Nous nous tûmes, mais je ne pus me retenir de lancer un regard noir à mon abruti de frère. Peter répondit par un sourire moqueur.
-Emily, dit mon père d'une voix lasse, ce ne sont pas des bêtises toutes ces catastrophes, ça je ne peut pas le nier, mais c'est un résumé de tout ce qui est arrivé dans l'année ma chérie, pas récemment.
Ce fut comme-ci on m'avait donné une claque. Pendant un moment, le silence plana dans la pièce, et ce fut ma sœur, Elodie qui le rompit.
-Mais la prophétie ne disait pas que les catastrophes arriveraient d'un coup.
Elle me regarda avec son habituel sourire de petite fille, qui montrait son soutien.
-Il n'y a rien qui prouve quelque chose, riposta mon père agacé, et maintenant la discussion est close !
Et personne n'ajouta un mot là-dessus durant tout le dîner. Et même plus du tout pendant quatre jours.
Je passai mes temps-libres à la bibliothèque, à la recherche de la fameuse prophétie en entier pour appuyer les dires de ma très chère sœur. Mais mes efforts ne payèrent pas et je dus renoncer. Le Soleil ne s'était pas montré bien que les journaux ne parlaient que des prophéties à quelques jours de la nouvelle année.
Ce fut le soir du 31 où mon cœur se serra.

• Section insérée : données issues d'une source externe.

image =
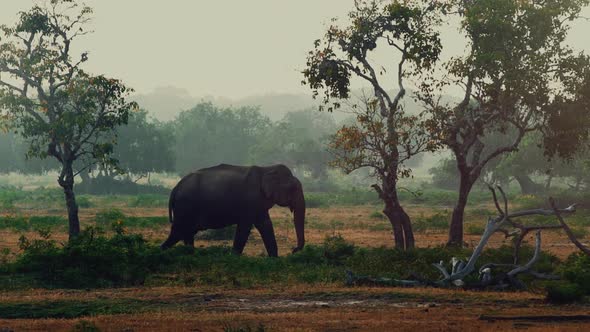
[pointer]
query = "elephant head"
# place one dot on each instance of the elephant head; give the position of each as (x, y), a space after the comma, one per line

Dans l'impatience d'avoir une réponse, je restai face à la télévision, zappant de chaines en chaines pour voir si la nouvelle d'un rayon de Soleil apparaissait.
Elodie était resté près de moi, mais elle paraissait plus inquiète. Peter était également descendu pour aider ma mère à la cuisine, en riant chaque fois qu'il sortait la tête pour voir si il y avait du nouveau. Je le soupçonnai de croire aux prophéties mais je me gardai bien d'évoquer le sujet à haute voix. A chaque minute passé, un poids m'écrasai davantage.
Enfin minuit sonna. Il ne se produisit rien, ce dont Peter ne manqua pas de souligner. Nous passâmes à table après s'être échanger nos vœux.
En plein repas, le téléphone sonna, je décrochai, m'attendant à des vœux de bonnes années, mais ce fut la voix de Jill qui cria dans le téléphone.
« On l'a vu ! A ma fenêtre Em' !! Le ciel est un petit peu bleu clair !!! »
Je sursautai et abandonnai le téléphone pour courir dehors. Le noirceur de la nuit commençai à s'estomper pour devenir grisâtre puis un peu plus loin, bleu clair couvert de nuages.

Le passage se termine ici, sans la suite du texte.